Why does James cry at popping noises?
This is a very serious thing I want to address [I spoke to the whole class but everyone knew I was really talking to a handful of kids in the class]. I understand that there have been some popping incidents during lunch, where people are popping chip bags at James. This must stop. James's ears are shaped differently on the inside and popping noises scare him because they really hurt his head on the inside. They hurt James like he is being hit [I made some good eye contact here]. If James were given a million dollars inside of bubble wrap he would throw it in the garbage [there was a huge gasp from the class at this revelation] because popping is so horrible to him. We can't have balloons or anything else that might pop in our house because we don't want to hurt or scare him. When something pops near James it feels like he was hit in the head—that's how much it hurts. So if you are popping chip bags at James, it is the same as if you hit him. Popping is hitting.
How can we help James? What can we do when he is upset?
You can help him by being his friend, and by acting like he is just one of the group. You can pretend not to notice the ways he is different from you, the noises he makes, or the "weird faces." Instead of asking what's wrong, you can act like you don't know he's about to cry and let him recover by himself so that he doesn't feel embarrassed. You can protect him from other children at lunch and recess if he is having trouble understanding the rules to a game or if they are making fun of him for doing unusual things by inviting him to hang out with you.
One time I fell off the stage and had an accident in front of everyone.
I bet you felt scared and embarrassed too. [Nod.] So you especially know how James felt last week at recess. [Nod.]
Why couldn't James walk to the bathroom on Wednesday? Was he paralyzed?
He wasn't paralyzed but his insides kind of were. James couldn't get to the bathroom because his stomach hurt so badly he couldn't walk. You know how your insides hold everything inside for you so you have time to get to the bathroom without an accident? Sometimes James's body doesn't do that for him, and there is nothing he can do about it. Can you imagine how much it would hurt if you couldn't go to the bathroom for 2 weeks? [Lots of nods.]
What can we do to help on Monday when he comes back?
[This was asked about 15 different times and ways, and I answered the same way with slight variations each time.]
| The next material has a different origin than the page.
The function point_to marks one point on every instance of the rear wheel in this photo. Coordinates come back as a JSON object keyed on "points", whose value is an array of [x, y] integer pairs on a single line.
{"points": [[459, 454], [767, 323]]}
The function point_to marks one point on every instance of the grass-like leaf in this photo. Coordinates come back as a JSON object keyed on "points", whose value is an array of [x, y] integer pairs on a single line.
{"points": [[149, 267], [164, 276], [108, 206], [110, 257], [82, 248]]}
The best thing you can do for James is to pretend like nothing ever happened, because James has already forgotten about it. All James needs to be happy is a bunch of good friends. James is not worried about coming back Monday because he doesn't know what happened is such a big deal anymore. I am worried as his mom that he will be made fun of, so I need your promise that you will not mention what happened on Wednesday and that you will tell a teacher if you hear anyone giving James a hard time, especially at lunch or recess. [A classroom full of thumbs up went into the air.]
It was 3:00 and almost every child still had their hand in the air though I had been answering questions for an hour. The minute the session was "closed" I was swarmed by children who were eager to touch my 8-month-old, who I had brought along for the meeting. Children were touching his cheeks and holding his hands, while others were bringing up classwork and pictures to show me. I could barely get out of the room for them to pack up—I must admit, I felt like the popular kid (it was probably the baby) and I hoped that I could pass off some of my popularity onto James.
Yesterday I sent James to school with one change of clothes and no small amount of anxiety. I felt that my meeting with the children had gone well. The teachers and administration had been nothing short of supportive, amazing, kind, helpful, wonderful, and amazing (seriously, this does not even begin to do justice to how amazing they were). BUT, James had not "gone to the bathroom" since the incident. Even with the new meds. Ugh.
Despite my worrying, there were no calls during the day, and when I came to get him after school he looked relaxed and happy. The teachers said he had a great day and James came up to inform me that "Kasia was his best friend today." Other children said hi to the babies and all was well. I instantly felt about 10 pounds lighter.
It looks like I underestimated the kids. So, fourth-graders everywhere, but especially in class 318, please accept my apology for not giving you enough credit to take information and use it for good. I hope one of you gets to read this at some point a few years from now—no matter what else you have done up to that point, I hope that you will be able to find out what a difference you made in someone else's life. James may not have been able to tell you, but as his mom I am telling you how grateful we both are for your help, support, and kindness.
*James is an amazing boy in a CTT class (4th grade when the above was written). His main diagnosis is a rare chromosome defect which has resulted in numerous medical issues, global developmental and physical delays, and labels such as PDD-NOS, Sensory Integration Dysfunction, and ADD. Despite multiple surgeries since birth and new challenges every year, James is generally a very happy, affectionate child and brings a smile to the faces of nearly everyone he meets.